Am Lagerfeuer der Erinnerungen
von Frederik Schalburg
Am Lagerfeuer der Erinnerungen
von Frederik Schalburg
Stumm blickt er in den Himmel. Folgt mit seinem Blick den leisen Schleierwolken. Zart, fast zerbrechlich, wandern sie über den hohen Bogen.
Um sie herum erglüht es im rosigen Licht der Abendsonne. Es, diese Weite. Diese Steppe. Während die sanften Herden über sie schreiten.
Stumm blickt er in den Himmel. Beobachtet weiter das grasende Ziehen. Wie sie sich formen und ganz neu entstehen.
Leben wird geboren, Leben wird verändert, Leben findet neue Wege.
Er würde jetzt gerne rufen. Schreien, Phoenix aus der Asche. Zeig mir den Weg. Zeig mir wie.
Doch, so ein Kinderspruch. Gute-Nacht-Geschichte.
Und so blickt er weiter stumm in den Himmel.
Die blühende Rose des Abends zieht ihre Blüten, die sich wie Hände dem Gewölbe
entgegenreckten, in einem immer schneller werdenden Strudel zurück.
Das Hellblau vermischt sich, führt den alltäglichen Kampf, bis es dem matten Blau und schließlich der Schwärze weicht.
Der Sandmann derweilen in den Beutel greift und der Kometenschauer das Schwarz im Schweigen der Stille besprenkelt.
Seine Augen werden müde. Trocken, verwirrt blinzelt er, spürt wie die atemlose Spannung, die ihn wie eine Umarmung gehalten hat, sich in schauernden Wellen um ihn ergießt.
Fast, fast, denkt er.
Stumm wendet er den Blick nach oben.
Und nahezu vorsichtig, einem Kartenhaus gleich, erhebt sich die matte Scheibe aus dem dichten, dumpfen Kiefernwald vor ihm.
Die Welt erstrahlt im Dunst der Nacht. Die Steppe tobt leise im sanften Sturm.
Verschwommen tanzen die Punkte am Rand seines Blickes.
Und in der Mitte, das Glühen. Das Weiß.
Das Lagerfeuer der Äonen, mit der Ewigkeit als Gast.
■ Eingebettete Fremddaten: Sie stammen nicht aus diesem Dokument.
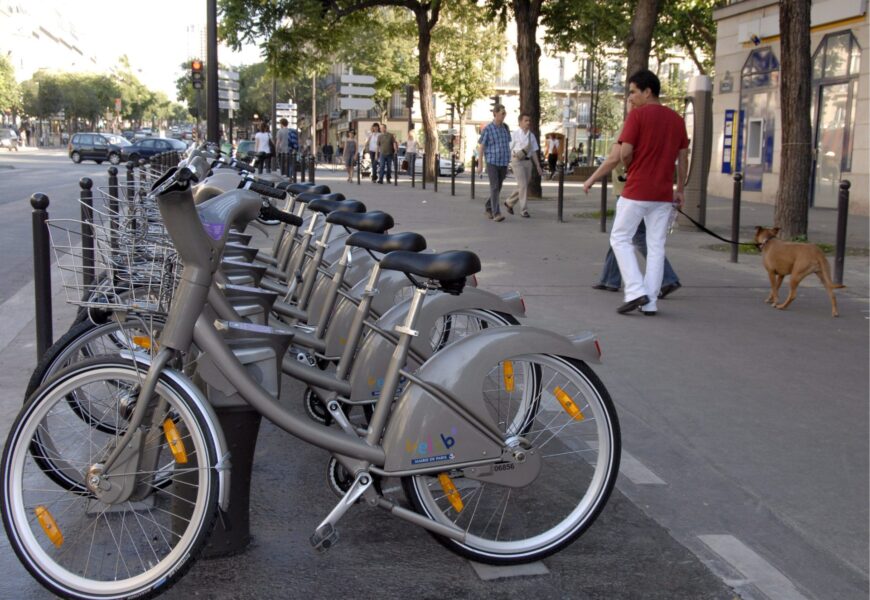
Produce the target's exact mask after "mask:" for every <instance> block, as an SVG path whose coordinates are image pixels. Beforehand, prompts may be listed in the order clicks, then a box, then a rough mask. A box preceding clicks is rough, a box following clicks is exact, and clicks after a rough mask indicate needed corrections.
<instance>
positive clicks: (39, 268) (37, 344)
mask: <svg viewBox="0 0 870 600" xmlns="http://www.w3.org/2000/svg"><path fill="white" fill-rule="evenodd" d="M30 206H32V207H33V214H32V224H33V289H34V294H33V298H34V302H35V309H36V360H37V361H39V360H41V359H42V357H43V355H44V354H45V352H46V350H48V349H49V347H51V344H52V343H53V341H54V339H53V334H52V330H51V329H52V325H51V318H52V317H51V250H50V248H49V246H50V243H49V242H50V238H49V235H48V226H47V225H46V224H45V221H46V220H47V219H48V196H46V195H45V194H33V195H32V196H31V197H30Z"/></svg>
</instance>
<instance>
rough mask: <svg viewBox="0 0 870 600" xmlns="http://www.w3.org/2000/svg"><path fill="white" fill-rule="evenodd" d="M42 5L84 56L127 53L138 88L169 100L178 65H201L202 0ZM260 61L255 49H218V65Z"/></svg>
mask: <svg viewBox="0 0 870 600" xmlns="http://www.w3.org/2000/svg"><path fill="white" fill-rule="evenodd" d="M31 6H32V5H31ZM40 6H42V7H44V8H49V7H51V8H53V9H55V10H57V11H58V13H60V15H61V17H62V18H64V19H66V20H67V22H68V23H69V25H71V26H72V27H73V28H74V29H75V31H76V34H77V36H78V38H79V39H80V40H81V42H82V45H83V46H86V48H87V50H86V52H93V53H98V54H99V55H100V56H101V57H105V59H106V61H107V64H111V63H112V61H114V60H116V59H117V58H118V57H119V56H121V55H123V54H126V55H127V57H128V58H129V59H130V66H131V67H132V69H133V71H134V73H135V74H136V76H137V77H138V78H139V80H140V81H142V83H144V84H145V85H146V86H148V87H149V88H151V89H153V90H158V91H162V92H165V93H166V95H167V96H169V98H171V99H173V100H174V99H175V93H176V92H175V80H176V79H177V78H178V77H180V76H181V70H180V69H179V65H181V63H183V62H184V61H186V60H187V59H189V58H194V57H200V58H202V59H203V60H205V52H204V39H205V20H206V6H207V2H206V0H147V2H145V3H142V4H130V3H125V2H118V1H117V0H115V1H112V2H108V1H106V0H42V1H41V2H40ZM128 23H129V24H128ZM93 32H99V34H98V35H92V33H93ZM259 56H260V51H259V48H257V47H256V46H252V47H250V48H245V49H244V50H243V51H242V52H241V53H233V52H232V51H231V50H229V48H226V47H220V48H219V49H218V60H219V61H220V62H221V63H222V64H227V65H232V66H238V65H241V64H251V63H255V62H259V60H260V59H259Z"/></svg>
Seine Augen tränen nun, brennen fast. Lautlos rinnt das Salz über seine Wangen. Sammelt sich in der Mulde an seiner Schulter und benetzt den bunten Schal, der viel zu eng um seinen Hals gelegt ist.
Seine Brust fängt an zu beben und er merkt, wie er nach Luft schnappt.
Atemlos fährt ihm ein Schmerz durch die Seite.
Und stumm wendet er den Blick zum Boden, seufzt, wischt sich mit dem Handrücken über den Mund und lässt die Luft ruhig durch seine Lungen fahren. Alles ist gut.
Während seine Tochter sich oben ans Feuer gesellt. Doch nicht allein und in Sicherheit, mit einem bunten Schal um den Hals.